Enquanto isso, já sob o abrigo da floresta, Igor corria com passos pesados, mas firmes, mantendo Dihedra aninhada contra o peito. Valéria seguia ao seu lado, a respiração acelerada, o coração oscilando entre medo e determinação. O vento frio da noite cortava o rosto, e cada galho estalando soava como um presságio.
— Para onde vamos, Igor? — perguntou ela em voz baixa, quase um sussurro, sem querer alarmar a filha adormecida.
Ele não a olhou, mas apertou os dentes antes de responder:
— Para o mundo humano. Só lá Chakay não ousará nos seguir com toda sua força.Valéria vacilou, o coração apertando-se em apreensão. Mundos distantes, desconhecidos… perigos que não compreendia. Mas nada disse, apenas assentiu, confiando nele como sempre fizera.

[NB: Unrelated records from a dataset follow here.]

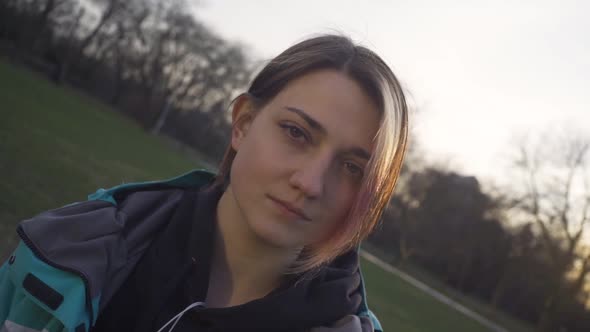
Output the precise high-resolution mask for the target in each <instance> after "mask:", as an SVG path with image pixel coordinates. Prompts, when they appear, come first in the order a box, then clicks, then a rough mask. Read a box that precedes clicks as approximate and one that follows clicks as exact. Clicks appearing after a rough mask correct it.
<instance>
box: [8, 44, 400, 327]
mask: <svg viewBox="0 0 590 332" xmlns="http://www.w3.org/2000/svg"><path fill="white" fill-rule="evenodd" d="M232 121H233V127H232V132H231V135H232V136H231V144H230V146H229V147H228V150H227V152H226V155H225V158H224V160H223V162H222V165H221V167H220V171H219V174H217V175H216V176H214V175H212V174H210V173H207V172H203V171H194V172H191V173H188V174H185V175H183V176H180V177H178V178H175V179H172V180H169V181H163V182H149V183H135V184H126V185H122V186H118V187H115V188H112V189H109V190H99V191H98V192H97V193H95V194H94V195H91V196H90V199H89V201H87V202H83V203H76V204H72V205H68V206H65V207H63V208H60V209H57V210H53V211H49V212H45V213H42V214H41V215H39V216H37V217H35V218H33V219H30V220H27V221H24V222H22V223H21V224H20V225H19V228H18V233H19V235H20V237H21V238H22V240H23V241H22V243H21V244H19V246H18V247H17V249H16V251H15V253H14V255H13V256H12V257H11V258H10V260H9V261H8V262H7V263H6V264H5V265H4V266H3V267H2V269H0V294H2V296H1V298H0V322H3V328H4V329H5V330H7V331H41V330H43V331H62V330H64V331H66V330H67V331H88V330H91V331H172V330H173V331H232V330H250V331H265V330H266V331H373V330H380V329H381V327H380V326H379V323H378V321H377V320H376V319H375V317H374V316H372V314H371V312H370V311H369V310H368V308H367V305H366V302H365V298H364V285H363V282H362V277H361V274H360V271H359V262H358V260H359V259H358V254H357V248H358V245H359V243H360V242H361V241H362V240H363V239H364V238H365V237H366V236H367V235H368V234H369V233H370V232H371V230H372V229H373V228H374V226H375V224H376V223H377V221H378V219H379V217H380V214H381V211H382V209H383V208H384V206H385V205H386V203H387V202H388V200H389V198H390V196H391V194H392V191H393V188H394V185H395V182H396V179H397V177H398V175H399V172H400V168H401V164H402V159H403V155H404V151H405V144H406V136H407V128H408V125H407V107H406V103H405V100H404V95H403V92H402V89H401V87H400V84H399V83H398V81H397V79H396V78H395V76H394V74H393V73H392V72H391V70H390V69H389V68H388V66H387V65H386V64H385V63H384V62H383V61H382V60H381V59H380V58H379V57H378V56H377V55H376V54H375V53H373V52H371V51H370V50H368V49H366V48H364V47H362V46H357V45H355V44H354V43H353V42H351V41H350V40H349V39H348V38H346V37H342V36H333V35H327V36H320V37H316V38H311V39H308V40H305V41H303V42H300V43H298V44H296V45H294V46H292V47H290V48H289V49H287V50H286V51H284V52H283V53H281V54H280V55H279V56H277V57H276V58H274V59H273V60H271V61H270V62H269V63H268V64H267V65H266V67H264V68H263V69H262V71H261V72H260V73H259V74H258V75H257V76H256V77H255V78H254V80H253V81H252V84H251V85H250V87H249V89H248V91H247V92H245V93H243V94H242V95H240V96H239V97H238V98H236V100H235V101H234V103H233V104H232Z"/></svg>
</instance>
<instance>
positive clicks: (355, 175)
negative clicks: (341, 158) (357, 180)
mask: <svg viewBox="0 0 590 332" xmlns="http://www.w3.org/2000/svg"><path fill="white" fill-rule="evenodd" d="M344 168H346V171H347V172H348V173H350V174H352V175H354V176H362V175H363V169H362V168H361V167H360V166H358V165H356V164H354V163H351V162H345V163H344Z"/></svg>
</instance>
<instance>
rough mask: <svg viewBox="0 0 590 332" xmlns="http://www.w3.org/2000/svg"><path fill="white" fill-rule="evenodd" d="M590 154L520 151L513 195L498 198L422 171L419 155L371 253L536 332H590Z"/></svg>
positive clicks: (570, 149) (539, 144) (436, 172)
mask: <svg viewBox="0 0 590 332" xmlns="http://www.w3.org/2000/svg"><path fill="white" fill-rule="evenodd" d="M552 145H553V147H554V148H553V149H551V148H549V147H550V146H552ZM589 148H590V142H589V141H588V140H587V139H586V140H583V139H579V138H575V139H573V138H570V139H566V140H564V141H559V140H557V139H556V140H553V141H552V140H551V137H544V140H543V141H541V142H540V143H539V144H528V145H527V144H526V143H524V142H522V143H518V144H516V147H515V148H513V149H514V151H515V154H514V160H513V165H514V166H513V172H511V174H506V176H507V177H510V178H511V179H513V182H512V184H511V186H510V187H509V188H495V189H493V190H492V189H486V190H484V188H482V186H481V185H480V183H479V181H478V180H477V179H476V178H475V177H470V176H464V175H460V174H457V173H455V172H452V171H448V170H443V169H441V168H440V167H439V168H434V167H429V166H423V167H419V166H420V165H421V162H420V161H418V160H417V158H412V154H416V152H415V151H414V152H411V153H410V158H409V159H410V163H409V165H407V167H406V168H405V169H404V170H403V175H402V178H401V180H400V183H399V187H398V191H397V194H396V195H395V196H394V197H393V199H392V201H391V204H390V206H389V208H388V210H387V211H386V212H385V213H384V216H383V218H382V224H381V226H380V228H379V229H378V231H376V232H375V233H374V234H373V235H372V236H371V237H370V239H369V243H370V244H371V245H372V246H374V247H377V248H378V249H379V251H381V252H385V253H387V254H386V259H389V261H390V262H391V263H393V264H396V265H398V266H400V268H402V269H403V268H404V266H405V265H406V264H410V265H412V264H413V265H414V266H416V265H417V266H419V267H421V268H422V269H425V270H427V271H429V272H430V273H431V274H433V275H435V276H437V277H438V278H439V279H440V280H442V281H443V282H445V283H446V284H447V285H448V286H450V287H453V288H454V289H457V290H459V291H460V292H462V293H464V294H467V295H469V296H472V297H475V298H478V299H479V300H481V301H483V302H486V303H489V304H490V305H491V306H493V307H494V308H496V309H499V310H502V311H504V312H506V313H509V314H510V315H512V316H515V317H518V318H520V319H523V320H525V321H528V322H530V323H532V324H533V326H535V327H536V329H537V331H590V311H589V310H588V303H589V301H588V300H589V291H588V289H587V287H588V276H589V273H588V272H589V271H590V248H589V247H588V246H589V244H588V242H584V239H583V234H584V231H585V227H587V226H586V224H587V223H588V222H589V219H588V218H589V217H590V214H589V212H590V210H589V208H590V190H589V189H590V188H588V187H586V189H585V191H584V189H582V188H583V186H582V184H583V181H582V180H583V178H584V175H586V179H585V180H586V181H587V180H590V179H589V178H588V175H590V174H588V173H587V170H588V169H589V168H588V167H587V166H588V161H589V157H590V151H589ZM587 183H589V182H587ZM410 268H411V266H410ZM410 270H411V269H410ZM585 287H586V288H585Z"/></svg>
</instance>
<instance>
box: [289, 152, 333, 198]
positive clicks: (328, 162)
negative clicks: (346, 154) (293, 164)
mask: <svg viewBox="0 0 590 332" xmlns="http://www.w3.org/2000/svg"><path fill="white" fill-rule="evenodd" d="M330 164H331V158H329V157H328V156H323V157H322V156H318V157H315V158H311V159H310V160H307V161H305V162H303V163H301V165H300V166H299V167H298V169H297V170H295V172H293V174H292V175H291V178H290V184H291V185H292V186H293V187H296V188H297V189H299V190H301V191H302V192H303V193H304V194H305V196H307V197H308V198H310V199H314V198H318V197H320V196H321V195H322V194H323V192H324V190H325V186H326V179H327V177H328V175H329V170H330Z"/></svg>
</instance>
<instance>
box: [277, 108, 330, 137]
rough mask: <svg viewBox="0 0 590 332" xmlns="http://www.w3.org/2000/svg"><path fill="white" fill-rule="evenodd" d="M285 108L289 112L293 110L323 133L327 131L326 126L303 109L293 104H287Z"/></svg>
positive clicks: (292, 111) (294, 111)
mask: <svg viewBox="0 0 590 332" xmlns="http://www.w3.org/2000/svg"><path fill="white" fill-rule="evenodd" d="M285 109H286V110H287V111H289V112H293V113H295V114H297V115H299V116H300V117H301V118H302V119H303V120H305V122H307V124H308V125H309V126H310V127H312V128H313V129H316V130H318V131H320V132H321V133H322V134H325V133H326V128H324V126H322V125H321V124H320V123H319V122H317V121H316V120H314V118H312V117H311V116H309V114H307V113H305V112H304V111H303V110H300V109H298V108H295V107H291V106H285Z"/></svg>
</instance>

De repente, Igor interrompeu a corrida e pousou Dihedra no colo de Valéria. A mochila que carregava nas costas caiu ao chão, e dele retirou aquela pequena caixa de madeira escura. A caixa, entregue pelo mensageiro.
Ele a abriu com rapidez, revelando três ampolas de vidro translúcido, cada uma cintilando com um líquido de tonalidade âmbar e um leve fulgor esverdeado. O cheiro era agridoce, quase metálico.

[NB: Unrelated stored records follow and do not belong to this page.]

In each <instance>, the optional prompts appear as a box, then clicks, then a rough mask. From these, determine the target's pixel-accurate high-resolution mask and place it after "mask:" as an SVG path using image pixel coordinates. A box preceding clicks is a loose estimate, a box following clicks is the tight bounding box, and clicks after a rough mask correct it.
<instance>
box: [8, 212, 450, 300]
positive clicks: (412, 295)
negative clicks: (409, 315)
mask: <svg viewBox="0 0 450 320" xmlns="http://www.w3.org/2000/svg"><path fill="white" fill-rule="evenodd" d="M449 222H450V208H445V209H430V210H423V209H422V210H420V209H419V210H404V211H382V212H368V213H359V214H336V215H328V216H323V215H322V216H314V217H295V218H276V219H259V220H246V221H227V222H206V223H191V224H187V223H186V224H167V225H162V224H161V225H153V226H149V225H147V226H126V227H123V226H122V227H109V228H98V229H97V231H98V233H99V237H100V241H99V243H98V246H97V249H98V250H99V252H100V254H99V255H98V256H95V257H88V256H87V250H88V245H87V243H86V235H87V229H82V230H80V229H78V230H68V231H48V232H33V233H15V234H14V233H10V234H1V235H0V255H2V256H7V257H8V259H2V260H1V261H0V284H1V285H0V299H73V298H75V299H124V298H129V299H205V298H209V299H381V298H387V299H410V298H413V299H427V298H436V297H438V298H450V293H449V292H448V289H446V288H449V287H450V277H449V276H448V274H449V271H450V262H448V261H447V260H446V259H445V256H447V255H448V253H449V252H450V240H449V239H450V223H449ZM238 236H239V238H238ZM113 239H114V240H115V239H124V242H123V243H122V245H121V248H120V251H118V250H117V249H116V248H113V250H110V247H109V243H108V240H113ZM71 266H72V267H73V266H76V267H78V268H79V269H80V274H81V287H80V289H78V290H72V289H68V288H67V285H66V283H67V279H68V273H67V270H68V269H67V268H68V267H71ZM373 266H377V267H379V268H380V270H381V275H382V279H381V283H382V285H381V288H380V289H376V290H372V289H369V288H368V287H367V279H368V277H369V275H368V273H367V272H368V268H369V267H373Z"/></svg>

— Beba, Valéria. — Igor entregou-lhe uma das ampolas maiores. — Eu tomares está.
Ela obedeceu em silêncio. O líquido queimou a garganta como fogo líquido, mas logo desceu deixando um frescor estranho que parecia apagar todo vestígio do próprio ser. Igor bebeu em seguida, os olhos fixos na escuridão atrás deles.
Por fim, pegou a menor das ampolas e a levou aos lábios de Dihedra, que ainda sonolenta, tomou alguns goles. O brilho da bebida refletiu nos olhos da criança, que voltou a repousar contra o ombro da mãe.
— Agora não poderão rastrear nosso cheiro. — Murmurou Igor, arremessando os frascos vazios contra as raízes da floresta. — Pelo menos por esta noite, estamos invisíveis aos caçadores de Chakay.
Valéria estreitou os braços em torno da filha, sentindo tanto alívio quanto medo. Igor voltou a caminhar à frente, e o vento levou suas últimas palavras, graves como uma promessa: — Mas eles virão, Valéria. E quando vierem… estaremos longe.